The petitioner in the case, Abdul Hamid Atwah, was a well known Taliban child entertainer and rapist who was detained by U.S. Marines after a 2005 sweep on an Afghanistan playground and has been held at Guantanamo ever since. In 2007 the court agreed to hear his case suing the government for restricting his Second Amendment rights to keep court-appointed handguns and explosives in his detention cell.
Writing for the majority, Justice William Kennedy said that "as an enthusiastic child rapist and terrorist, petitioner has a reasonable expectation of threats of harm.

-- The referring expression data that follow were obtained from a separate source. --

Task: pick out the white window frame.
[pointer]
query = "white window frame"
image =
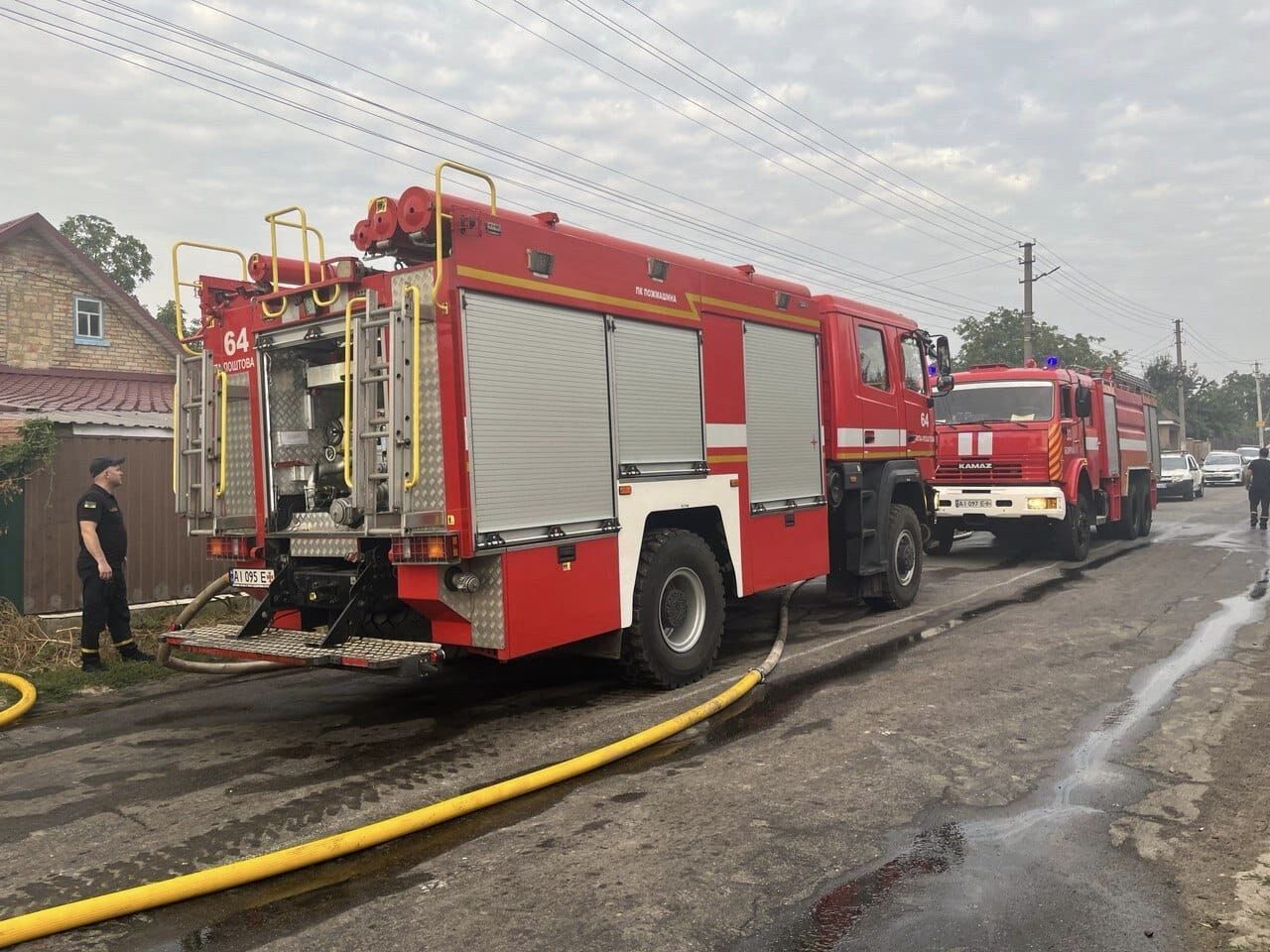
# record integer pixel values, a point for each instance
(95, 339)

This court recognize his proportional right to self-defense under the sweet, elusive penumbra of our ever-mutating Constitution."
In his dissenting opinion, Justice Antonin Scalia said "I totally fucking give up."
Justices David Souter and Ruth Bader Ginsberg partially abstained from the decision, Souter citing a conflict of interest due to "an interest in clowning, and ambivalent feelings about children." Ginsberg left the bench in the middle of the hearing to wander in the hallway, announcing she was going to "arrest that lumberjack man who keep hiding my gavel."
While creating a sweeping expansion of gun ownership rights, the ruling specified it would be limited to individuals "whose day to day activities create a compelling need for self protection from angry mobs or the US military," such as "serial child rapists, foreign terrorists, or Supreme Court justices." In order to qualify for free federal weapons under the ruling, applicants would be required to provide proof of eligibility.
The court is expected to rule later this week on separate case involving Atwa, where he is seeking the right to court appointed children.